Me: Oh, so, you have Spina Bifida on your medical checklist?
Me: Do you have hydrocephalus too?
Them: No…it’s scary.
I usually continue that conversation by saying, “You know, I thought it would be too, but it’s not that scary…” but that sentence isn’t quite right. To be honest, I really didn’t think that I would find hydrocephalus scary – but sometimes it is scary.
For those who may not know, hydrocephalus is a build up of cerebrospinal fluid (CSF) in the ventricular system of the brain, which can cause potentially damaging pressure increases in the brain if it goes untreated. It is very common in kiddos with Spina Bifida, particularly the type my daughter has (myelomeningocele). However, hydrocephalus can also occur due to brain injuries or malformations.
Everyday life with hydrocephalus is not very different than everyday life with any kid. We have made it through our first round of testing, our first round of unscheduled tests (shunt is still fine), our first illness, a couple of run-of-the-mill viruses, and six months of getting to know one another.

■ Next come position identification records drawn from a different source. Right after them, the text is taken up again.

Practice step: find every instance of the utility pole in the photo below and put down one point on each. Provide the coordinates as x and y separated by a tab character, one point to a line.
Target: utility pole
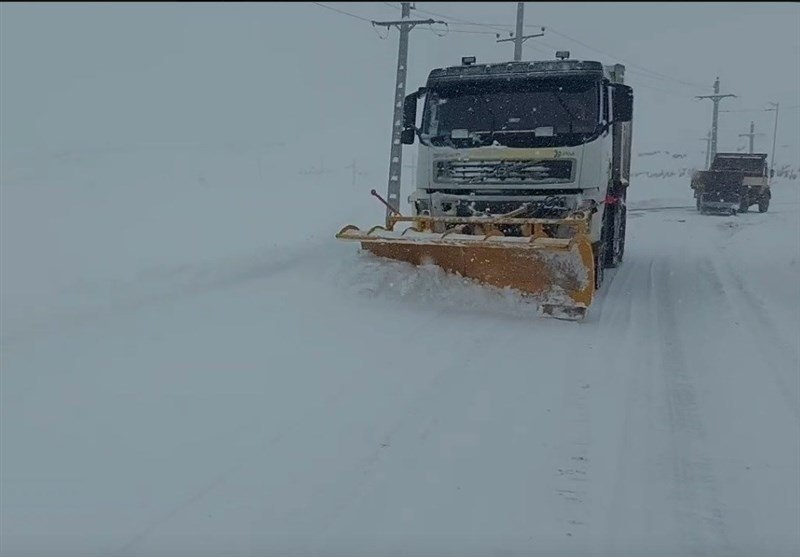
404	25
774	133
518	37
715	98
707	139
751	135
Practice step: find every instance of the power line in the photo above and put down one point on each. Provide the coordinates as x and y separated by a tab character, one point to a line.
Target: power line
342	12
465	21
469	32
664	76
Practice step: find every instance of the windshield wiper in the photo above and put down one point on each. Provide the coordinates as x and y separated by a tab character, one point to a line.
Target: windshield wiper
565	107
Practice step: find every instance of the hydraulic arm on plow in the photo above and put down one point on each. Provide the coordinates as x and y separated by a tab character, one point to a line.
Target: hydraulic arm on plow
521	182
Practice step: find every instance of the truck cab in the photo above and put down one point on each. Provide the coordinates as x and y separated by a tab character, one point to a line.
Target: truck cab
543	138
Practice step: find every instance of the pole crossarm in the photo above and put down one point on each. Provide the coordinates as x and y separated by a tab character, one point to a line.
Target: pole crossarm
410	22
524	38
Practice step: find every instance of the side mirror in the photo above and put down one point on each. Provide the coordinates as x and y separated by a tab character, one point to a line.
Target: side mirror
623	103
410	118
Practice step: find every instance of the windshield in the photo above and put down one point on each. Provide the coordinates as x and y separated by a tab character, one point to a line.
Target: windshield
511	114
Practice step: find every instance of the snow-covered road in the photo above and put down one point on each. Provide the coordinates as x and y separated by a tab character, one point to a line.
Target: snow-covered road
300	398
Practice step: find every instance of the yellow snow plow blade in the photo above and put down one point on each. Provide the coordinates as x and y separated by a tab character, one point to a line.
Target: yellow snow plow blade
559	271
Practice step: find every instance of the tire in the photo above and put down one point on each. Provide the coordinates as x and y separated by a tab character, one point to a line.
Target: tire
599	267
744	204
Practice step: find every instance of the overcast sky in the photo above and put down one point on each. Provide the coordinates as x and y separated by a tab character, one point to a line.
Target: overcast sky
92	76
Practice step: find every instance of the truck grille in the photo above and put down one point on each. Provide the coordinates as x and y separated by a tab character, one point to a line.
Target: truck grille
503	171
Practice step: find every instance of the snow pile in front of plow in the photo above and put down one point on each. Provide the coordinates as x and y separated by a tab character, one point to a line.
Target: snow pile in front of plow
429	286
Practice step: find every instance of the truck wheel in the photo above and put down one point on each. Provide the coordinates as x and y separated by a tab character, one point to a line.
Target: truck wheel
744	204
622	228
599	258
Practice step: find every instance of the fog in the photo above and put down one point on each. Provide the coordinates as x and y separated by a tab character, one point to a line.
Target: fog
193	364
113	75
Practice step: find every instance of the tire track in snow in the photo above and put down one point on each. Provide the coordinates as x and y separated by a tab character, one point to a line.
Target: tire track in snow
639	386
692	473
573	481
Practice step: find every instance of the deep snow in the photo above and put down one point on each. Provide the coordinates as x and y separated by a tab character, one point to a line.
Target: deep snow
187	368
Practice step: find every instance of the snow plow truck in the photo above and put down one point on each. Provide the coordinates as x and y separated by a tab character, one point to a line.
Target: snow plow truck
522	174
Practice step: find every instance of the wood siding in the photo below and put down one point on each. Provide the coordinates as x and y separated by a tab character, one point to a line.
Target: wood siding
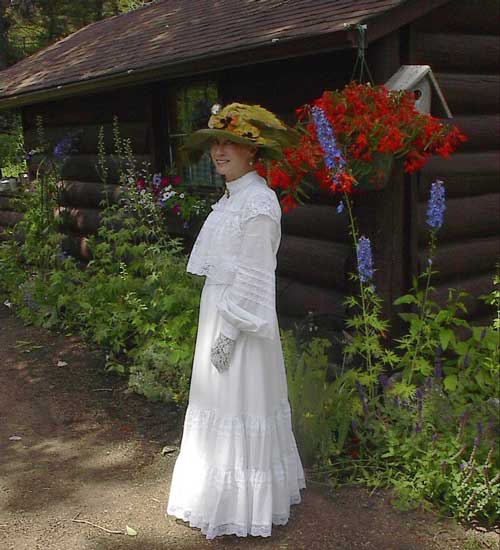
460	42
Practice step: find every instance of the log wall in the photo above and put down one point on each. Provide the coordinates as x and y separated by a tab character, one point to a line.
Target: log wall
82	185
460	42
315	257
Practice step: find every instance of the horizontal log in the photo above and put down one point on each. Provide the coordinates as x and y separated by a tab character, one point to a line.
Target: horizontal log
5	203
457	53
76	245
316	221
464	258
461	185
4	236
9	218
87	194
463	174
314	261
464	218
130	104
86	167
475	287
463	16
296	299
481	131
85	138
81	220
470	93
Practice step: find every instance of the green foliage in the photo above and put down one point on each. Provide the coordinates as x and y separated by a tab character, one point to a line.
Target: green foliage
421	418
12	161
33	25
133	299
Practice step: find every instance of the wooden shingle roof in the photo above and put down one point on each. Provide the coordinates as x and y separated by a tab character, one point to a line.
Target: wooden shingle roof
168	36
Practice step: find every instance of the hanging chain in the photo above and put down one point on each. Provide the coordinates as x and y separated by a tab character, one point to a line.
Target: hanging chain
361	66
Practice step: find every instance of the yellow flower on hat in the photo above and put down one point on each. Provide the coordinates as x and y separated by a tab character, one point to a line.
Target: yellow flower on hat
247	124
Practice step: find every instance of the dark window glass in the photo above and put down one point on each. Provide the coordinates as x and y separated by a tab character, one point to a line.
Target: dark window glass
190	111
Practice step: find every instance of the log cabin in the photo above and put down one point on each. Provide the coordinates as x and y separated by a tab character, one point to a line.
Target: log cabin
158	68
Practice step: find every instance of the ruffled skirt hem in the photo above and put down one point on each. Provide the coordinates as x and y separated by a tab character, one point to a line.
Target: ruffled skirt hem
198	522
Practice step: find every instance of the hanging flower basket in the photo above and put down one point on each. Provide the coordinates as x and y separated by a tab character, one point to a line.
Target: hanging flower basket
374	175
350	139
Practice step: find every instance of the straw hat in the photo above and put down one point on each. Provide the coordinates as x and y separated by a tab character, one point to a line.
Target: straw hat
247	124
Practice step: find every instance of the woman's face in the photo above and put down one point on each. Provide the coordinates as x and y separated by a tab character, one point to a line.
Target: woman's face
230	159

Hydrocephalus is a condition that likely will require lifelong management. It can lead to learning disabilities, particularly in the area of math, and difficulties with higher level processing. At times children with hydrocephalus may exhibit higher social skills and abilities than they actually possess (a language phenomenon often called “cocktail chatter”); this can mask problems and can lead to people misunderstanding the child’s ability level. Shunt revisions are common with kids with hydrocephalus, particularly as children grow.

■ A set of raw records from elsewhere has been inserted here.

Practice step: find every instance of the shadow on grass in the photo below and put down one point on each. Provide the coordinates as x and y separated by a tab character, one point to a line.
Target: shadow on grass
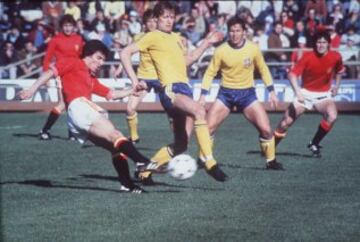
36	136
256	152
51	184
163	184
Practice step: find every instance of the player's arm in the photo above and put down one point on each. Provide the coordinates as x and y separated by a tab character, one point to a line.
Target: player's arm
335	89
212	38
294	74
125	57
293	78
28	93
266	77
339	70
50	51
209	75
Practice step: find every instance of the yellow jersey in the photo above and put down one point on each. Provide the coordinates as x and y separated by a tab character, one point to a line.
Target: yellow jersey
168	55
146	69
237	66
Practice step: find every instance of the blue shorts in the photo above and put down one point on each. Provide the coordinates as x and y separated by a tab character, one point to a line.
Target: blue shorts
167	94
152	84
239	98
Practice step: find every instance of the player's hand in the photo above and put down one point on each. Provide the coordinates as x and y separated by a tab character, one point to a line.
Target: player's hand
141	86
214	37
25	94
202	101
300	97
334	91
274	101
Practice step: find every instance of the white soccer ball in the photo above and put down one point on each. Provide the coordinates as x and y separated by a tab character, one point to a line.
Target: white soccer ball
182	167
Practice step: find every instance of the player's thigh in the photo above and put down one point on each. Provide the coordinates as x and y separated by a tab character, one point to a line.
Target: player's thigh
104	129
257	115
188	105
294	111
181	135
216	115
134	102
328	109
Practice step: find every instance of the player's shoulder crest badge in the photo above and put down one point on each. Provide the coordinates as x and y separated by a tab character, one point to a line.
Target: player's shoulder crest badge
247	62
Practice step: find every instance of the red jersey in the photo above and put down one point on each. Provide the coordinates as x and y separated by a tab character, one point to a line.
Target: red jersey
63	46
317	71
77	80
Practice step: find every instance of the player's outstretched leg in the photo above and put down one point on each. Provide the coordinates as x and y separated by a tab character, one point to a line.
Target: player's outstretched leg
122	168
323	129
132	121
51	120
204	141
268	149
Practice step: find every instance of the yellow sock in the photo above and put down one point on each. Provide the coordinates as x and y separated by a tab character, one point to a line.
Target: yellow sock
268	148
201	155
204	141
161	157
132	124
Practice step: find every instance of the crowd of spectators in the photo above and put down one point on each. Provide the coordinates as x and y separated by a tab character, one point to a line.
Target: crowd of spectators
27	26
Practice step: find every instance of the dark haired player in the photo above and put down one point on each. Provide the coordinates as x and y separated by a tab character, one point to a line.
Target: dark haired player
317	69
86	120
236	61
63	45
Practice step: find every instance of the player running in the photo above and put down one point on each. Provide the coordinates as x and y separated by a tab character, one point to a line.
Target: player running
65	44
171	59
236	60
145	72
86	120
317	69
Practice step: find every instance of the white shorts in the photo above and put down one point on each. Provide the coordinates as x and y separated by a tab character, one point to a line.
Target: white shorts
81	114
312	98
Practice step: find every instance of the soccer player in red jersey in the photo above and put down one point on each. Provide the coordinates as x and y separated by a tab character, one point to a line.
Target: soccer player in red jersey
86	120
317	69
63	45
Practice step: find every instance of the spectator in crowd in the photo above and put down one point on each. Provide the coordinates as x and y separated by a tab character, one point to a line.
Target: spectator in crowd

All of that sounds really scary on paper. However, this is what I have figured out (as a first-time mom – you’re welcome world for my unsolicited parenting advice!):
Motherhood is scary.
Putting your heart and soul into another person and loving them more than you love yourself is scary. And if I wasn’t afraid that her shunt was malfunctioning (note to self: it’s not) I would be afraid that her leg looked funny or she wasn’t sleeping enough or she was sleeping too much or she ate too much cheese with lunch. So I can’t really say that hydrocephalus isn’t a scary special need, because it is. But so is childhood.

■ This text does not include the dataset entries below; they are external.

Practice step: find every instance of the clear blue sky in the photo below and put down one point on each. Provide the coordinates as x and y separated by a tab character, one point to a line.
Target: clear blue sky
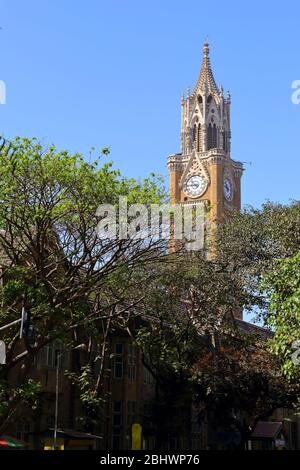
111	73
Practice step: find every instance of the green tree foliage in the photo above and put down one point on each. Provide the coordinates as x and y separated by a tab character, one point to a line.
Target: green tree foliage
75	285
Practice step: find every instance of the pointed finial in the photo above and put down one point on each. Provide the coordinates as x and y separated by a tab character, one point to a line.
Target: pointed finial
205	49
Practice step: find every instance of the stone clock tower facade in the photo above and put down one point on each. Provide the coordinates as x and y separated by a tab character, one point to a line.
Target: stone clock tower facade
204	172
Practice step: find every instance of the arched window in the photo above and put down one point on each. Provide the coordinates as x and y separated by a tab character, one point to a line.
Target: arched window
199	139
194	132
214	137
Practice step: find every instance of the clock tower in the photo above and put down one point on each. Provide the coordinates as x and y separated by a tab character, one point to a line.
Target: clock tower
204	172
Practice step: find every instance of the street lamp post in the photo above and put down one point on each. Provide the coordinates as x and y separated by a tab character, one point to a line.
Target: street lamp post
59	354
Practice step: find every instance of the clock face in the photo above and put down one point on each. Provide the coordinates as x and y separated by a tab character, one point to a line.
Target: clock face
195	186
228	189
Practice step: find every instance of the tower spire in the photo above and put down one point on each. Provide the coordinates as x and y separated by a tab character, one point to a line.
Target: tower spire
206	78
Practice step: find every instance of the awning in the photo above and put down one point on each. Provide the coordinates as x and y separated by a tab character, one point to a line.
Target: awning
11	442
266	430
67	434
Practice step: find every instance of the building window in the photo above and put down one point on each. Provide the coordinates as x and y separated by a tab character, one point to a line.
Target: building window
55	354
199	138
23	429
131	412
132	360
194	133
212	136
116	425
118	360
148	377
209	137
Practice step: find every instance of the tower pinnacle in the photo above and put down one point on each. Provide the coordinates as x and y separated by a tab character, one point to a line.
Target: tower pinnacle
206	78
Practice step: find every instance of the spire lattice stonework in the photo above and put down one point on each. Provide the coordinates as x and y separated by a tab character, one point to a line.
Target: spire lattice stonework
206	77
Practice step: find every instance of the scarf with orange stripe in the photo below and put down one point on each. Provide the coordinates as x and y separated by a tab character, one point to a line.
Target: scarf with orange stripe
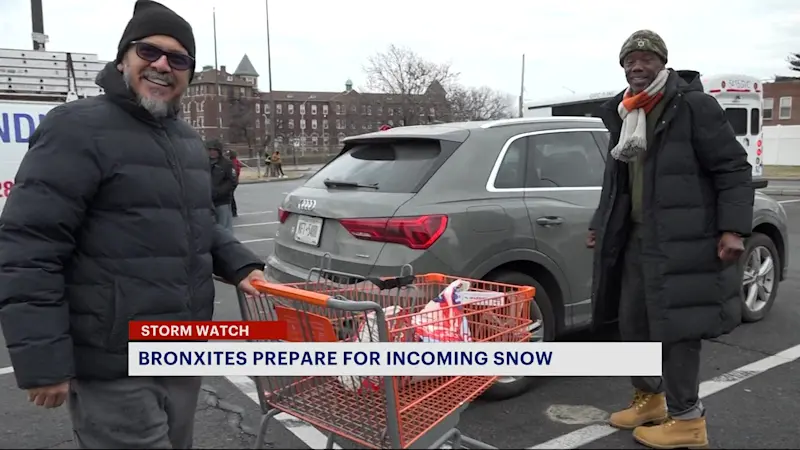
633	110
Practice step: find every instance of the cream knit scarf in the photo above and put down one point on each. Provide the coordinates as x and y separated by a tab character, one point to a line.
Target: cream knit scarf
633	111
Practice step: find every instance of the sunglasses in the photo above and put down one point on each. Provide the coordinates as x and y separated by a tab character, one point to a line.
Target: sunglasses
151	53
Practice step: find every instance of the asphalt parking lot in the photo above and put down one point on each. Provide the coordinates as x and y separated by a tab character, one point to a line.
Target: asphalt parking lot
750	389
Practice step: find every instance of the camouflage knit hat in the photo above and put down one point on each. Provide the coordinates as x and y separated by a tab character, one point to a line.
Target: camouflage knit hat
644	40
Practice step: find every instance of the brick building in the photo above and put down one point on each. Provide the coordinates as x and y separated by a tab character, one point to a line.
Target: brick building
223	105
326	118
240	113
779	97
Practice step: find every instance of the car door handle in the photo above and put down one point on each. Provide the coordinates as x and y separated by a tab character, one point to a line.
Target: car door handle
549	221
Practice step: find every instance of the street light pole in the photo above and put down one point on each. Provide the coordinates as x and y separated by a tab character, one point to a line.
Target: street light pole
272	112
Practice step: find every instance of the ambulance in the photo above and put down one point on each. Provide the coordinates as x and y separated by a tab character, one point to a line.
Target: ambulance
32	82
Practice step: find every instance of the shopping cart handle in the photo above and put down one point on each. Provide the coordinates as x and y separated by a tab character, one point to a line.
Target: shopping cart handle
392	283
279	290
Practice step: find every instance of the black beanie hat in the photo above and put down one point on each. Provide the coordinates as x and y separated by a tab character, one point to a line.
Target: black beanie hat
152	18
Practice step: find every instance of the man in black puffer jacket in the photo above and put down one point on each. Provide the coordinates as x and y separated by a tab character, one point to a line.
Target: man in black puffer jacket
111	220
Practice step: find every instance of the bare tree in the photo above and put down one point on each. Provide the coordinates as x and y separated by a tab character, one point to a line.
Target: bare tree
478	103
242	120
794	62
402	72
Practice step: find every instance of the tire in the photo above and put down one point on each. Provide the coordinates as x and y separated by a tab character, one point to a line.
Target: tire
516	386
759	246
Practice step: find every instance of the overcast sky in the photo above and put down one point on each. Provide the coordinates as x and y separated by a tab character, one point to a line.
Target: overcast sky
319	44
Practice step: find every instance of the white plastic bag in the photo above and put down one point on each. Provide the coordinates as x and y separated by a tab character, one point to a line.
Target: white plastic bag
368	332
442	319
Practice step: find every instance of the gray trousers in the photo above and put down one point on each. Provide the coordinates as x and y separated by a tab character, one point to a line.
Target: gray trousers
224	216
681	361
135	412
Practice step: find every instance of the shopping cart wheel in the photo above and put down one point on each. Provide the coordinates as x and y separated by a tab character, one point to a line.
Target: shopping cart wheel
542	310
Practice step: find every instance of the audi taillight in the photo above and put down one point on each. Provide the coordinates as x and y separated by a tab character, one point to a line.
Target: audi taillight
417	233
282	215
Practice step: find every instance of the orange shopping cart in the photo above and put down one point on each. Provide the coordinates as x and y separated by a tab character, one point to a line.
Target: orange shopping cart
381	412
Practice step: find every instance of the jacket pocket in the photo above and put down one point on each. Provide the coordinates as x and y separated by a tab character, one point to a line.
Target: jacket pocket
117	338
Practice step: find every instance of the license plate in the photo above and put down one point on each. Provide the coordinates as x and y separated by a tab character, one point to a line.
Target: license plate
308	230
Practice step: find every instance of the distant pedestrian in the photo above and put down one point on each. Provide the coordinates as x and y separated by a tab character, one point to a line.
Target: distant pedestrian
676	205
237	166
277	163
111	220
223	182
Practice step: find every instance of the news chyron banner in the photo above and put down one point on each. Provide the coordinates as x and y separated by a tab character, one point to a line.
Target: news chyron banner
224	349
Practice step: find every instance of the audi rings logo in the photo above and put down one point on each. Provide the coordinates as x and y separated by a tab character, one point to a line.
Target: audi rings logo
306	204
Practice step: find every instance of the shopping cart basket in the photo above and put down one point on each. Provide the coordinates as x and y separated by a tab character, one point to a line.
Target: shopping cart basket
332	306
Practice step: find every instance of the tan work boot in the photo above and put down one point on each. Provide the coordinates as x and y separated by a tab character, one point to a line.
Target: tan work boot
674	434
646	408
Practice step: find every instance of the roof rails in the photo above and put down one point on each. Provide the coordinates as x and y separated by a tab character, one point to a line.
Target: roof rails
520	120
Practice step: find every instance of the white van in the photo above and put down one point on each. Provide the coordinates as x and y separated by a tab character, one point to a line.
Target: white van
18	120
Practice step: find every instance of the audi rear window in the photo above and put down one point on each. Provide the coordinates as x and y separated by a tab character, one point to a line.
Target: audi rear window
391	166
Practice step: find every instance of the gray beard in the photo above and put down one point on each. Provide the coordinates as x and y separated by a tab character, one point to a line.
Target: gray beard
157	108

What’s scariest about hydrocephalus is it gives a name to a fear. It gives you something specific to worry about as a mother. It doesn’t change the child you love. It doesn’t make them more or less fragile (okay, technically, she can’t do flips or jump on the trampoline and there has been discussion about no horseback riding, but other than that – and she wants to, and I’ve told her to take it up with her neurosurgeon… so at least with hydrocephalus you have someone to blame for your neurotic helicopter parenting?). It’s not any less manageable than any other special need that might require surgery at some point in time.
And what hydrocephalus is? It’s just part of my daughter. It’s just one tiny piece of who she is. Without it she wouldn’t have her perfectly round head and her amazingly chubby cheeks (okay, maybe those are unrelated).
Without hydrocephalus, I would be missing out. I’d be missing out on the joys and thrills and yes, the scary parts, of parenting my daughter. She’s the most amazing kid I know – and I know a LOT of amazing kids. I’d challenge you to not shy away from the “scary.”